Les Baugh was involved in a horrific electrical accident that cost him both of his arms and shoulders 40 years ago.
However, the Colorado man has now been given a new lease of life by experts at John Hopkins University.
After training his muscles to use the new bionic arms, he was able to lift cups, and perform a range of motions with each arm, in a procedure experts say could change the way prosthetics are used.
The amazing technology makes a neurological connection with the nerve endings in what remains of Les’ shoulders, allowing him to control the state-of-the-art prosthetics.
For Les, the incredible technology means he can now carry out simple everyday tasks.
“Maybe for once I’ll be able to put change in a pop machine and get the pop out of it. Simple things like that most people never think of, and it’s re-available to me,” he said.

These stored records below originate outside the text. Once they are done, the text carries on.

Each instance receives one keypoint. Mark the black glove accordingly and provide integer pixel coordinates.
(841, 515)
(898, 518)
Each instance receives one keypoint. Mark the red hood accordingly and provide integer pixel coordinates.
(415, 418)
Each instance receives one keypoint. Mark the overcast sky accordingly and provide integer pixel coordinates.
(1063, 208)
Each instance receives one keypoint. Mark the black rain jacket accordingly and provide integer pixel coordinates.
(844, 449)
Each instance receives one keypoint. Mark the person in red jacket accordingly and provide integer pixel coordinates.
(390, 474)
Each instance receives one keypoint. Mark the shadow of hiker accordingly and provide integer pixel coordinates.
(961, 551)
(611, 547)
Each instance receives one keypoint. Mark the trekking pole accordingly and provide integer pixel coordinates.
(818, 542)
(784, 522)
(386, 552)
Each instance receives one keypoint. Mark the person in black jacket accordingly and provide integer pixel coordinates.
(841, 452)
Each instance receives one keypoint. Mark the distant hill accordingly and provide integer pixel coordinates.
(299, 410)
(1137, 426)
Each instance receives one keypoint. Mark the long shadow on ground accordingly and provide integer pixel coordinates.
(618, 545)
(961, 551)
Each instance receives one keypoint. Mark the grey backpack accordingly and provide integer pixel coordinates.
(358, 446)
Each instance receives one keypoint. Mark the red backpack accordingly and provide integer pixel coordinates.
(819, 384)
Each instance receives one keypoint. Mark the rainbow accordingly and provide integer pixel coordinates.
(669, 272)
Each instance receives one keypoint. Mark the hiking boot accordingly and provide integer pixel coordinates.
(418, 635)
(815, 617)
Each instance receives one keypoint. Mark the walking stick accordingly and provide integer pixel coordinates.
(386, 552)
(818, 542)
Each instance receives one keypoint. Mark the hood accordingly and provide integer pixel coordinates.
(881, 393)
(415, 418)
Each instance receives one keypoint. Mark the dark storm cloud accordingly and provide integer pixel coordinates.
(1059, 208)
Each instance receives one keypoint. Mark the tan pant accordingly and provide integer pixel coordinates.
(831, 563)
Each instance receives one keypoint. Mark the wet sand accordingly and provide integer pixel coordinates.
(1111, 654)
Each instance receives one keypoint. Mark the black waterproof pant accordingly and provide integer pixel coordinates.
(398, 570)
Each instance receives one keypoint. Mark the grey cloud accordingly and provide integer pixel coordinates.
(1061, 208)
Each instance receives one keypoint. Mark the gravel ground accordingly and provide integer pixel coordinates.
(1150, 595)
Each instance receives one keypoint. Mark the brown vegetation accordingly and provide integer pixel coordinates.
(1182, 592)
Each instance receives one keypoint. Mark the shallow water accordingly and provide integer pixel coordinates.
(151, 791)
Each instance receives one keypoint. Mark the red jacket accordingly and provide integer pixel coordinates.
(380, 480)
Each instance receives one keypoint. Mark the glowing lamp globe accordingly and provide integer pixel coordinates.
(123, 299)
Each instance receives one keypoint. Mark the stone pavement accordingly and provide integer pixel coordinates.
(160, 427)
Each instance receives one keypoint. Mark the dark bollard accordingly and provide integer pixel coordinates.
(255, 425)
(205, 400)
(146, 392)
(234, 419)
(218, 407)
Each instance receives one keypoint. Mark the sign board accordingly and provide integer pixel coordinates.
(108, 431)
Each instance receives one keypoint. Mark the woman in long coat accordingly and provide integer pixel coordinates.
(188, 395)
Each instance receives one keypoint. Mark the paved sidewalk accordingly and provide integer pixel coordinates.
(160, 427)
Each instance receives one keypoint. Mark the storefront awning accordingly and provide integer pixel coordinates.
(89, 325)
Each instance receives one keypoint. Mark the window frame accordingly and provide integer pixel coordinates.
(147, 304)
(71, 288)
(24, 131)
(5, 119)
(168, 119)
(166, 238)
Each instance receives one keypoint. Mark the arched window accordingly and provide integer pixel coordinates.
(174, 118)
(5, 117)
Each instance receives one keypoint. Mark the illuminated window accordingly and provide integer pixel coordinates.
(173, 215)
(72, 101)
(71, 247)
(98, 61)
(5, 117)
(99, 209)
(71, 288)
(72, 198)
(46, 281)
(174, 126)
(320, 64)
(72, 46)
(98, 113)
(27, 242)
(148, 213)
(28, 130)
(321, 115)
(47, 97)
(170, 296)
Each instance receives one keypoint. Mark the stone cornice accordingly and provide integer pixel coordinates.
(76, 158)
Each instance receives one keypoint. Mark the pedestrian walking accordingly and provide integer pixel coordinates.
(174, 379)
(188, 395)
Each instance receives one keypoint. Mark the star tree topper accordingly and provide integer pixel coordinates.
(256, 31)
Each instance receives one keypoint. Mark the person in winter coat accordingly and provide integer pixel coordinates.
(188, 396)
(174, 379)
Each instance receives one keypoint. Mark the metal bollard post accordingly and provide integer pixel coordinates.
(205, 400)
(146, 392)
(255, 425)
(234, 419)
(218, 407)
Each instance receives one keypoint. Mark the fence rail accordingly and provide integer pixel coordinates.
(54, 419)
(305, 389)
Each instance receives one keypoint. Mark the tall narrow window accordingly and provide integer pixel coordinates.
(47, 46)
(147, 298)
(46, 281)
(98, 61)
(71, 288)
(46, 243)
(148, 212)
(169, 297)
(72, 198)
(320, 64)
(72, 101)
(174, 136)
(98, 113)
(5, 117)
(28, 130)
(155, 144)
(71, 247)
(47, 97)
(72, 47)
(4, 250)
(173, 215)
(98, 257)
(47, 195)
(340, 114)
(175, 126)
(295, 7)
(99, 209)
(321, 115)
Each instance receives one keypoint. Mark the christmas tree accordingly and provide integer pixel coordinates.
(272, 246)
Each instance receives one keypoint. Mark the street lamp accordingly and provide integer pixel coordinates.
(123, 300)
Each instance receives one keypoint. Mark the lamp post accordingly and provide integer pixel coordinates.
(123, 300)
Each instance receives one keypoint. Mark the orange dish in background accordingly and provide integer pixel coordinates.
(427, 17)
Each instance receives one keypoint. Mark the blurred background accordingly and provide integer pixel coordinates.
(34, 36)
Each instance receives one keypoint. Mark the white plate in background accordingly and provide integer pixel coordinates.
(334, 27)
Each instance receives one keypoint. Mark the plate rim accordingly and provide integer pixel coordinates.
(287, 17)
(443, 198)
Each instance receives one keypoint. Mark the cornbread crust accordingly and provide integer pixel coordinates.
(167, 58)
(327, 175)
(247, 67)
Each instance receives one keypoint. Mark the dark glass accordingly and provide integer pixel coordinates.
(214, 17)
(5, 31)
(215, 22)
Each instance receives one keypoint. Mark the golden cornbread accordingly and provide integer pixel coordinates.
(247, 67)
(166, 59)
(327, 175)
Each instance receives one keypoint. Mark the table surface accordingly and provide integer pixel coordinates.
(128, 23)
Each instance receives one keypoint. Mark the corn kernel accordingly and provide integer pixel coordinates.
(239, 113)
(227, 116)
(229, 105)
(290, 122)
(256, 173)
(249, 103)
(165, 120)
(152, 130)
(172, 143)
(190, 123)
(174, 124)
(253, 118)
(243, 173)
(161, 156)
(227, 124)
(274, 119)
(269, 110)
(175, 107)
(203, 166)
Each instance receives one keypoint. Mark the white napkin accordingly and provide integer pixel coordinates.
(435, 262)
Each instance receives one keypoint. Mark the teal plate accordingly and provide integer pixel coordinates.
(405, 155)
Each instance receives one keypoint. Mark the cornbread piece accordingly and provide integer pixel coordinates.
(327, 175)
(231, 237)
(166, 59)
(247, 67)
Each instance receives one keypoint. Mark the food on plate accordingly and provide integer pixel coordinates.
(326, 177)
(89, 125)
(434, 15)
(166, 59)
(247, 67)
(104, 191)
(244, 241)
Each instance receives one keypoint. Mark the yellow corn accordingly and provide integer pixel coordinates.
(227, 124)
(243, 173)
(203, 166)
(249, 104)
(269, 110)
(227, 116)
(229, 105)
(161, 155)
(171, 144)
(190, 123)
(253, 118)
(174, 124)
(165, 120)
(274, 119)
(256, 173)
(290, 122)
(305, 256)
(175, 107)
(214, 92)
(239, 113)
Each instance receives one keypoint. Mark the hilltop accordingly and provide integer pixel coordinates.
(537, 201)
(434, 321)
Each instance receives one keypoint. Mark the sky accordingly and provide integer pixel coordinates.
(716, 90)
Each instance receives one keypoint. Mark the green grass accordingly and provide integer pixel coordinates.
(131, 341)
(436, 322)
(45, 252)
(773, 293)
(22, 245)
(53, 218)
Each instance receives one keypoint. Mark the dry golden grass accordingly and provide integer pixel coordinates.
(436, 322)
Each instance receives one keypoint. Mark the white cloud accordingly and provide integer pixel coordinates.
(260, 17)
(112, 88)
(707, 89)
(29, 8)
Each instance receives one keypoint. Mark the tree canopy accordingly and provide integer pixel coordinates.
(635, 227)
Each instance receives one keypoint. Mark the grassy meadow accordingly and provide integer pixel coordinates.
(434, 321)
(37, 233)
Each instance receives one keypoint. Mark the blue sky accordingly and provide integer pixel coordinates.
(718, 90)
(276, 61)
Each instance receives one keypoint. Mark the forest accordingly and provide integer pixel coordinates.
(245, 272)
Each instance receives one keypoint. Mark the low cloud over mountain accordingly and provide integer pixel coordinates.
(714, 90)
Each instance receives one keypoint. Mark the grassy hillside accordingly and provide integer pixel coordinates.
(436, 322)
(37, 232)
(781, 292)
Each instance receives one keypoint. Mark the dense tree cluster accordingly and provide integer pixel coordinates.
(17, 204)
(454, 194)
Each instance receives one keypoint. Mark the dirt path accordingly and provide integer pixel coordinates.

The team at Johns Hopkins hopes this technology will prove invaluable for wounded soldiers and victims of accidents who have lost limbs.
Programme manager Mike McLoughlin said: “I think we are just getting started. It’s like the early days of the Internet. There is just a tremendous amount of potential ahead of us, and we’ve just started down this road.
“And I think the next five to 10 years are going to bring phenomenal advancement.”
The next step, McLoughlin said, is to send Les home with the prosthetics so that he can see how they integrate with his everyday life.
Before putting his new limbs through their paces, Les had to undergo a surgery at Johns Hopkins Hospital to reassign existing nerves to enable him to control the prosthetic devices by merely thinking about the action he wants to perform.